Die CSU bleibt im Fall der umstrittenen Meinungsumfragen der bayerischen Staatskanzlei von einer Geldstrafe verschont. Bundestagspräsident Norbert Lammert (CDU) teilte am Freitag mit, ein Verstoß gegen das Parteiengesetz sei nicht feststellbar. Er forderte allerdings zu "besonderer Sorgfalt" bei künftigen Umfragen auf.
CSU muss keine Strafe für Resonanzstudien zahlen
Berlin/München (dapd). Die CSU bleibt im Fall der umstrittenen Meinungsumfragen der bayerischen Staatskanzlei von einer Geldstrafe verschont. Bundestagspräsident Norbert Lammert (CDU) teilte am Freitag mit, ein Verstoß gegen das Parteiengesetz sei nicht feststellbar. Er forderte allerdings zu "besonderer Sorgfalt" bei künftigen Umfragen auf. Staatskanzleien müssten den "Anschein einer Verquickung staatlichen Regierungshandelns mit Aufgaben und Tätigkeiten einer politischen Partei" vermeiden.
Der CSU-Vorsitzende und bayerische Ministerpräsident Horst Seehofer sagte, er freue sich über das Ergebnis der Prüfung. Er kündigte an: "Wir werden auch in der Zukunft Resonanzstudien haben, aber eben sehr verantwortlich damit umgehen." Der Parlamentarische Geschäftsführer der SPD-Bundestagsfraktion, Thomas Oppermann, sprach von einem "Freispruch zweiter Klasse".
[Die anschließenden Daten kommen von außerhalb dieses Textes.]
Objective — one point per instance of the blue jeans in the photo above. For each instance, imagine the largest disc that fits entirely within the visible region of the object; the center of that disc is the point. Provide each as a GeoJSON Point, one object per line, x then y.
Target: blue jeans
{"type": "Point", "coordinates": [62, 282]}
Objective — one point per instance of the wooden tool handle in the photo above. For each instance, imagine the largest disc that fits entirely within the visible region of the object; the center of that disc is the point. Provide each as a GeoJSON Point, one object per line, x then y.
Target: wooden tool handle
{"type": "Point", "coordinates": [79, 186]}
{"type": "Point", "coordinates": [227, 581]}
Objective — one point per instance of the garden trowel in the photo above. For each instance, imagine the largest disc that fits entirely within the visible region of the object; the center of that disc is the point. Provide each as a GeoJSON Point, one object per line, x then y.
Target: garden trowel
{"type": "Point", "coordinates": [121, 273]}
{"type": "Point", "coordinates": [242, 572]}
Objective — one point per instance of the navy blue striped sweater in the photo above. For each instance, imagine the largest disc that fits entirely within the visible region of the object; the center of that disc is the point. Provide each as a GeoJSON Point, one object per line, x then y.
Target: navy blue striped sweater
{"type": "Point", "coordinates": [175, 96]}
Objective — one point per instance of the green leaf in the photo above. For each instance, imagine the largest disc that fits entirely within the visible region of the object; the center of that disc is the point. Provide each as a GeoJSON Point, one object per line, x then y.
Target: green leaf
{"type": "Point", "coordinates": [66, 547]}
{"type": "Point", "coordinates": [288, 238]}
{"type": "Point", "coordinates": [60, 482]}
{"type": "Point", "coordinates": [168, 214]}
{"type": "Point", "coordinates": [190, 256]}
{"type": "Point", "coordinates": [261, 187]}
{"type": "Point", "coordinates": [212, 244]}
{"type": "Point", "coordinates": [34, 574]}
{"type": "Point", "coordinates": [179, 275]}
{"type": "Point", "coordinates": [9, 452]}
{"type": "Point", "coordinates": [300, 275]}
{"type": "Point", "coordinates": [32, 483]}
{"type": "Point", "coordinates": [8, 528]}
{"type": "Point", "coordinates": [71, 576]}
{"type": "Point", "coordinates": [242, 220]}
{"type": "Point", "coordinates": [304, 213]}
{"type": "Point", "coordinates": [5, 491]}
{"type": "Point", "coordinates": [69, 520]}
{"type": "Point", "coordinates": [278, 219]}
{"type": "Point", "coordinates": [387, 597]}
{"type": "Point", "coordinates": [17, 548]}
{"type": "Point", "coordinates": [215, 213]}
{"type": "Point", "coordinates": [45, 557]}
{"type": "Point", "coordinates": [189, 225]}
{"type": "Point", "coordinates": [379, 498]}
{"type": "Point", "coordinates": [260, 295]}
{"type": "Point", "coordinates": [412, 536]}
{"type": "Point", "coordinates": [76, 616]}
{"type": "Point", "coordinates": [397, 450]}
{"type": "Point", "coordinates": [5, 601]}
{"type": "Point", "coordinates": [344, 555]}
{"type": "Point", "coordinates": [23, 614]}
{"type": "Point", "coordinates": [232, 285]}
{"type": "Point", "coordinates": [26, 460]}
Die bayerische Staatskanzlei hatte in den Jahren 2000 bis 2009 die Resonanzstudien in Auftrag gegeben, in denen neben der Bewertung von Sachthemen auch Wahlabsichten der Bürger abgefragt wurden. Die Opposition forderte daraufhin, statt der Steuerzahler müsse die CSU die Kosten in Höhe von fast 560.000 Euro übernehmen. Kritik kam auch vom Koalitionspartner FDP.
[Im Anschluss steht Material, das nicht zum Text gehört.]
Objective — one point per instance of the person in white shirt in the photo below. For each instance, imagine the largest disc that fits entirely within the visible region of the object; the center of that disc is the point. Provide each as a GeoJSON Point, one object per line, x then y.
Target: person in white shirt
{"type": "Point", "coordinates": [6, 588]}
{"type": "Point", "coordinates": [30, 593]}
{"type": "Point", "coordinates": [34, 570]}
Die Bundestagsverwaltung ging bei ihrer Prüfung der Frage nach, ob eine "verdeckte unzulässige Parteienfinanzierung" vorliegt. Untersucht wurde auch eine Repräsentativbefragung im Auftrag der Regierung von Mecklenburg-Vorpommern. Das Ergebnis ist: "Da die Landesregierung in Schwerin die Ergebnisse der Befragungen innerhalb weniger Tage nach deren Erhalt im Internet allgemein zugänglich gemacht hatte, konnte hier keine exklusive, andere Parteien ausschließende Zuwendung vorliegen."
Im Fall der bayerischen Studien sei hingegen über mehrere Jahre hinweg keine allgemeine Zugänglichkeit gegeben gewesen. Weiter heißt es: "Die übereinstimmenden Einlassungen der bayerischen Staatskanzlei und der CSU waren allerdings nicht zu widerlegen, dass die Partei als solche zu keinem Zeitpunkt und auf keiner Ebene in den Besitz einer derartigen Studie gelangt sei und auch nicht auf andere Weise von dem Inhalt der Studien Kenntnis genommen habe."
Lammert ermahnt Seehofer und Sellering
Lammert schrieb einen mahnenden Brief an Seehofer und den Schweriner Ministerpräsidenten Erwin Sellering (SPD). Er könne verstehen, "dass bei von Regierungen in Auftrag gegebenen Repräsentativbefragungen in der Öffentlichkeit der Eindruck einer Verquickung staatlichen Regierungshandelns mit Aufgaben und Tätigkeiten einer politischen Partei entsteht, zumal dann, wenn Regierungs- und Parteiamt in einer Person zusammenfallen".
Bayerns FDP-Fraktionschef Thomas Hacker sagte: "Neben dem Bayerischen Obersten Rechnungshof und dem Bayerischen Verfassungsgerichtshof ist das Schreiben des Bundestagspräsidenten die dritte, deutliche Rüge für das Verhalten der CSU und der Staatskanzlei." SPD-Fraktionschef Markus Rinderspacher kritisierte: "Der Bundestagspräsident hat beide Augen und sämtliche Hühneraugen zugedrückt."
Grünen-Fraktionschefin Margarete Bause sagte, Lammert habe "äußerst formaljuristisch argumentiert". Der Chef der Freien Wähler, Hubert Aiwanger, mahnte: "Wenn die CSU einen Funken Anstand hätte, würde sie den Schaden, den sie dem bayerischen Steuerzahler zugefügt hat, aus der üppigen Parteikasse begleichen."